In a report published in 2016, the CDC reported that the overall rate of drug overdose deaths had increased by 137 percent since 2000. Opioid related overdoses by themselves increased by 200 percent in that same time period. From 2013 to 2014 deaths caused by drug overdoses increased by 6.5 %, from 13.8 per 100,000 people to 14.7 per 100,000 people. The report breaks down the increase in deaths caused by different types of opioids: while deaths from semisynthetic opioids and heroin increased by 9 percent and 26 percent respectively, deaths from synthetic opioids increased by 80 percent.
The CDC report states that in 2014 there were more drug overdose deaths than in any other year on record. Opioids accounted for 28,647 of those fatalities, or 61 percent.

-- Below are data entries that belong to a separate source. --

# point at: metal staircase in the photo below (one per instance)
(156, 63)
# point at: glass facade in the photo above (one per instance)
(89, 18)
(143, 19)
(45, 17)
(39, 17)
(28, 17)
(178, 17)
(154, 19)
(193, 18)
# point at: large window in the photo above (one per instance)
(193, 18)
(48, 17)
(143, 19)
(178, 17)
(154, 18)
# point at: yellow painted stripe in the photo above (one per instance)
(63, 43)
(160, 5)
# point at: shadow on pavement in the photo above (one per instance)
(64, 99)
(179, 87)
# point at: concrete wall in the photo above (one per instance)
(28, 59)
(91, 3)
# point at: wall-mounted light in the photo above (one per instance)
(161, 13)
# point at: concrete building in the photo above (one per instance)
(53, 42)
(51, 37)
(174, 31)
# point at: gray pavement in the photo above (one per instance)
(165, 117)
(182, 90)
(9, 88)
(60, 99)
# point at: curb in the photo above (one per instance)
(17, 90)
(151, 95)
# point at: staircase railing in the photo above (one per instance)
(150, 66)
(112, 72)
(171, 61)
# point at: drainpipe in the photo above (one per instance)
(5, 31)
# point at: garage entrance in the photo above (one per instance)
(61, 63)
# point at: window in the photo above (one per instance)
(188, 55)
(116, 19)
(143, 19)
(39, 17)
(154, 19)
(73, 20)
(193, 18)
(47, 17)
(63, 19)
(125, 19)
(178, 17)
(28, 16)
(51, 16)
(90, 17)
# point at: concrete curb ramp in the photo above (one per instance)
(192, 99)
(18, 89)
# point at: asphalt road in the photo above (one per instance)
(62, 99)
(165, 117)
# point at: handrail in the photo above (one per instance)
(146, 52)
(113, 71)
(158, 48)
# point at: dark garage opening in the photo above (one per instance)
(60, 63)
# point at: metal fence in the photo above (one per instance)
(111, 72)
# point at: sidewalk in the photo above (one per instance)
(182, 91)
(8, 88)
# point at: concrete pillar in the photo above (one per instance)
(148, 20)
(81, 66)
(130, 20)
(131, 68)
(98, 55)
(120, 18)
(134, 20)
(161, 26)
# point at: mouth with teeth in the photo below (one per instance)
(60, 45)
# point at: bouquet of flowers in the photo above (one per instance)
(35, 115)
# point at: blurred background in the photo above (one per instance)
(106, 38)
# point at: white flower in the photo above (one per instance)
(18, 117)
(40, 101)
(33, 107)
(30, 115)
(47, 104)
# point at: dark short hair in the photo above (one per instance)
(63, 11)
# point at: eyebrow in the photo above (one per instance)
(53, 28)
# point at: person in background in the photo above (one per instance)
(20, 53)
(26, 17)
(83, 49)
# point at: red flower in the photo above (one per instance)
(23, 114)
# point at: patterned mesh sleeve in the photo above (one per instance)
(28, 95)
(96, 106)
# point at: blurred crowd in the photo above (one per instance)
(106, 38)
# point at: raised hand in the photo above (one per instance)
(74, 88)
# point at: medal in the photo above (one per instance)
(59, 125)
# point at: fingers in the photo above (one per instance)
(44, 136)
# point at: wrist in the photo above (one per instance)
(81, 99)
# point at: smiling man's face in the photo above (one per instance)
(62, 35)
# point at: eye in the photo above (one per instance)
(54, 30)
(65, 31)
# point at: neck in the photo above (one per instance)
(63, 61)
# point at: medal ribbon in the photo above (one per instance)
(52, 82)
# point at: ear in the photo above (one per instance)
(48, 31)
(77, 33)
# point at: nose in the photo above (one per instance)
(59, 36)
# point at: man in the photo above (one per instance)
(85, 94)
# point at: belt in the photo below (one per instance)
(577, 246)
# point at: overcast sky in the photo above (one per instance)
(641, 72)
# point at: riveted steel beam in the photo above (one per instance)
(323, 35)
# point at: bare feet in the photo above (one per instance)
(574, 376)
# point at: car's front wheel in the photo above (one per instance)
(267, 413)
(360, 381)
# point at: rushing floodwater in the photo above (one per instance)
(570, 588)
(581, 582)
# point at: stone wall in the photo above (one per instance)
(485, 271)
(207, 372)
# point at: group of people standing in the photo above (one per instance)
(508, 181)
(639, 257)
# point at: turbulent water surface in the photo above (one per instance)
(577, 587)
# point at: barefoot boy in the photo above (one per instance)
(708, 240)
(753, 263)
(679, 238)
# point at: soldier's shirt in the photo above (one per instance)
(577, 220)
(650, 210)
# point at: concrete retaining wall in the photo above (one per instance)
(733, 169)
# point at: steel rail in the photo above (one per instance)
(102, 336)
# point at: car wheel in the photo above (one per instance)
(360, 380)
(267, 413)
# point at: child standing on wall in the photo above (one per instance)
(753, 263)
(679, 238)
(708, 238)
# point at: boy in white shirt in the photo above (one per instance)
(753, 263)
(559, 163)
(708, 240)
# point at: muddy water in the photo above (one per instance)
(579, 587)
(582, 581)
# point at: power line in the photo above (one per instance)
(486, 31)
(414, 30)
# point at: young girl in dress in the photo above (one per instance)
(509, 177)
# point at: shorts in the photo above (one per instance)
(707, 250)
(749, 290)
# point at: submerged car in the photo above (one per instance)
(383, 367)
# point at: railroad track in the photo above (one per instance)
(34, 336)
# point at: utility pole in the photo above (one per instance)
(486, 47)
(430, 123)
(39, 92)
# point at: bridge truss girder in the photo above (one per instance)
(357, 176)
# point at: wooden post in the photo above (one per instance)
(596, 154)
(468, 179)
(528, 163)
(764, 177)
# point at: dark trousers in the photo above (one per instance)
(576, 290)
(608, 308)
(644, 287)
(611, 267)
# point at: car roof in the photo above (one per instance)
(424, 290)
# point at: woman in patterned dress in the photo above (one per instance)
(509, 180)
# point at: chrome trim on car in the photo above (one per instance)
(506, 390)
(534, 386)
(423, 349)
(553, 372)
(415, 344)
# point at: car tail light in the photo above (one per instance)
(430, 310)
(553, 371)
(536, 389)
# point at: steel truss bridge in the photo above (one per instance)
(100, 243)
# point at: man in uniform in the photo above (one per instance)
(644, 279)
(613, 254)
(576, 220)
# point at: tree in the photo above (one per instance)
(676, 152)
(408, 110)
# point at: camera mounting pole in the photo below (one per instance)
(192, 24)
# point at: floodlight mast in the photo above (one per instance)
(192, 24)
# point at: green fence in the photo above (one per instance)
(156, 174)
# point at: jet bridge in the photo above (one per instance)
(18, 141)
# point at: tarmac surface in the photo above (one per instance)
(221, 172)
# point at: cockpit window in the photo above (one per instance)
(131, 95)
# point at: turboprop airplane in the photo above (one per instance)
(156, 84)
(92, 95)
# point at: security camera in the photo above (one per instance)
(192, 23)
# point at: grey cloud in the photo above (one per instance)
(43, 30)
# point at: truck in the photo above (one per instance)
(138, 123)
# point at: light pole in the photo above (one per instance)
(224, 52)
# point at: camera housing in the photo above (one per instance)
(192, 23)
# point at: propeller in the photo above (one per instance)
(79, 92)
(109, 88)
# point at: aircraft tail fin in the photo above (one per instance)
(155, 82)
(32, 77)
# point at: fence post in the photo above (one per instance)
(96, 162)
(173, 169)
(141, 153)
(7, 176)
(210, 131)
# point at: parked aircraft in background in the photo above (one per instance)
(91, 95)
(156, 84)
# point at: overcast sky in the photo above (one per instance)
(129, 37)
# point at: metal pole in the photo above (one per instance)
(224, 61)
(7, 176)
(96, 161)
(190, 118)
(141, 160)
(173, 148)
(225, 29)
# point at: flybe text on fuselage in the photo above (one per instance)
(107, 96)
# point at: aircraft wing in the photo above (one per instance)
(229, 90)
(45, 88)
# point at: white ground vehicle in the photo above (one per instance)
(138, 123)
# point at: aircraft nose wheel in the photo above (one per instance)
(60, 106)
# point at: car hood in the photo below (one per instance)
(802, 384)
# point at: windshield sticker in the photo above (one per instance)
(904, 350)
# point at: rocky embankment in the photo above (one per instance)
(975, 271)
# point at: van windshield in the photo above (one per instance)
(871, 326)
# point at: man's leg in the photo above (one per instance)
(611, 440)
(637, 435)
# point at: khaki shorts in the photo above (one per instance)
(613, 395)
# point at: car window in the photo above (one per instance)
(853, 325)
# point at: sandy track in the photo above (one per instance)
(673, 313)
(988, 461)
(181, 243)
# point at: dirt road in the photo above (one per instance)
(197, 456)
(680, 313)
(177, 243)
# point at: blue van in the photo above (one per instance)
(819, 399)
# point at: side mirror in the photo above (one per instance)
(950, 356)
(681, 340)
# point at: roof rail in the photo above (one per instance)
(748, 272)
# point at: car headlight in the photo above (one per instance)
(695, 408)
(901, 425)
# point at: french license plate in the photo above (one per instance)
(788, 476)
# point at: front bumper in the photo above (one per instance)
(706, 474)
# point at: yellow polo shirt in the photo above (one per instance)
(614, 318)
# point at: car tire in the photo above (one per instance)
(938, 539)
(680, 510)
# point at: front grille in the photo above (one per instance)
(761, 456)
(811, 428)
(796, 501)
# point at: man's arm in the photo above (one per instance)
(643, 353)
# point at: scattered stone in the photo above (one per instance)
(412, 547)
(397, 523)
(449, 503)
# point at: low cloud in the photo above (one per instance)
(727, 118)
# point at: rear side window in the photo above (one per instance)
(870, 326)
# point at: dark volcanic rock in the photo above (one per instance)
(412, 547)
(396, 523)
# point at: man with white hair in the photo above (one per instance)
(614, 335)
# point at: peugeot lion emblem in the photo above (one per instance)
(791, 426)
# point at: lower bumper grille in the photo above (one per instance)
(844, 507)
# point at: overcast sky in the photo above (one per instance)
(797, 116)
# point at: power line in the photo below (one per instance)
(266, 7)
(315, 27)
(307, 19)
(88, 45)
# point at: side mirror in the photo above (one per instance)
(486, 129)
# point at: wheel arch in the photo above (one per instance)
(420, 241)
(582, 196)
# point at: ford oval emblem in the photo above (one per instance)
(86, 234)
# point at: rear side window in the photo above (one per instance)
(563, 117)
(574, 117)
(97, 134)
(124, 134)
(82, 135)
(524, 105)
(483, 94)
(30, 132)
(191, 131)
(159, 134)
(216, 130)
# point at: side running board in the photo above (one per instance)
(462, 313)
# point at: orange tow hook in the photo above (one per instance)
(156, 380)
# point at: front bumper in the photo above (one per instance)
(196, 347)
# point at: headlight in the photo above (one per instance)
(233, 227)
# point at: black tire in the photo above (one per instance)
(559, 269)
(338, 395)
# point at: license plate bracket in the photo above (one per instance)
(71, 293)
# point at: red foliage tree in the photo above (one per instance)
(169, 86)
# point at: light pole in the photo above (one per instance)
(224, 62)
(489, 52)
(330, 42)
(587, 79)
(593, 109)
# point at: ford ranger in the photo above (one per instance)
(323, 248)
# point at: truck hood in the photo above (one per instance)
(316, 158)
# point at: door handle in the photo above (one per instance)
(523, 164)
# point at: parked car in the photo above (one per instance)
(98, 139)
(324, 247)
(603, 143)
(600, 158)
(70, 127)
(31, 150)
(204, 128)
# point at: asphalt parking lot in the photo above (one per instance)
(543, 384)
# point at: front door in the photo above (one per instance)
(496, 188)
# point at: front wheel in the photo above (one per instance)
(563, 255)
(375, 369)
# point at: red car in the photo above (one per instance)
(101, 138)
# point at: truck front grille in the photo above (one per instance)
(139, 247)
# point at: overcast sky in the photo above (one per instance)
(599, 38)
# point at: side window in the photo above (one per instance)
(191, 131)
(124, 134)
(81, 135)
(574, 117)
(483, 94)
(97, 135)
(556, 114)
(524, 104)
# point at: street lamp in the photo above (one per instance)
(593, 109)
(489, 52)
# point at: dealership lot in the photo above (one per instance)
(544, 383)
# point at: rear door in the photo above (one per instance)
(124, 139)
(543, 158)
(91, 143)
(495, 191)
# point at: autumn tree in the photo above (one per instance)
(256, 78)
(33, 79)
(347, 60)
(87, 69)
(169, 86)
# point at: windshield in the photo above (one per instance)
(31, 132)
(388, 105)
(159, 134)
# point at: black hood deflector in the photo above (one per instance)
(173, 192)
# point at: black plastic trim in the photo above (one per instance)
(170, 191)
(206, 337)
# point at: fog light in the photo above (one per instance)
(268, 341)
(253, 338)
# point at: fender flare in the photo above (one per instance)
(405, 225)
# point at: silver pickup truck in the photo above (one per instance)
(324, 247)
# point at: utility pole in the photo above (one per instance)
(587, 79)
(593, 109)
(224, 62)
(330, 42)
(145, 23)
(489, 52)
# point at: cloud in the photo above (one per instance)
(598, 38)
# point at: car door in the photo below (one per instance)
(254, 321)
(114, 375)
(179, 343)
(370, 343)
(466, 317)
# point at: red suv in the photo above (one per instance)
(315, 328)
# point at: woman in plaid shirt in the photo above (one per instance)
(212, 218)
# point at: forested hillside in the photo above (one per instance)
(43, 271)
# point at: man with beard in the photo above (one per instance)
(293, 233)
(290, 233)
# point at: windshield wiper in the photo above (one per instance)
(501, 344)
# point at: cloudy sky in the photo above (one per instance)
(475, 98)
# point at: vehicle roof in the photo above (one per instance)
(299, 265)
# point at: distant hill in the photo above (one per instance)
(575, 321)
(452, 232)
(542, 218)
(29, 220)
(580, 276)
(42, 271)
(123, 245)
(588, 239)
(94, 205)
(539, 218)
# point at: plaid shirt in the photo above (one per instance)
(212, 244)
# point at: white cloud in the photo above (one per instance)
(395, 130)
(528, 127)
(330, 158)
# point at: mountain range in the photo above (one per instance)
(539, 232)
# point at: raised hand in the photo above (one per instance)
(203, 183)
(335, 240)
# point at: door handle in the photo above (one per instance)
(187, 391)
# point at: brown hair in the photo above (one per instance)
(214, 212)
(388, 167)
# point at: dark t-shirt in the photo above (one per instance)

In that same year, there were 1.5 times more deaths caused by drug overdoses than by automobile accidents.
It must be noted that the increases in both those who suffer from depression and anxiety as well as those addicted to narcotics did not occur in a vacuum. Endless war, ever sharpening social inequality, the attack on jobs and wages and the erosion of democratic rights that accompanied these developments have had a corrosive effect on American life. Many people, indoctrinated with the false belief that there is no alternative to these conditions, fall into despair and turn to drugs for relief. Recognizing this trend, the owners of the pharmaceutical companies and their stockholders have catered to it, earning huge fortunes in the process.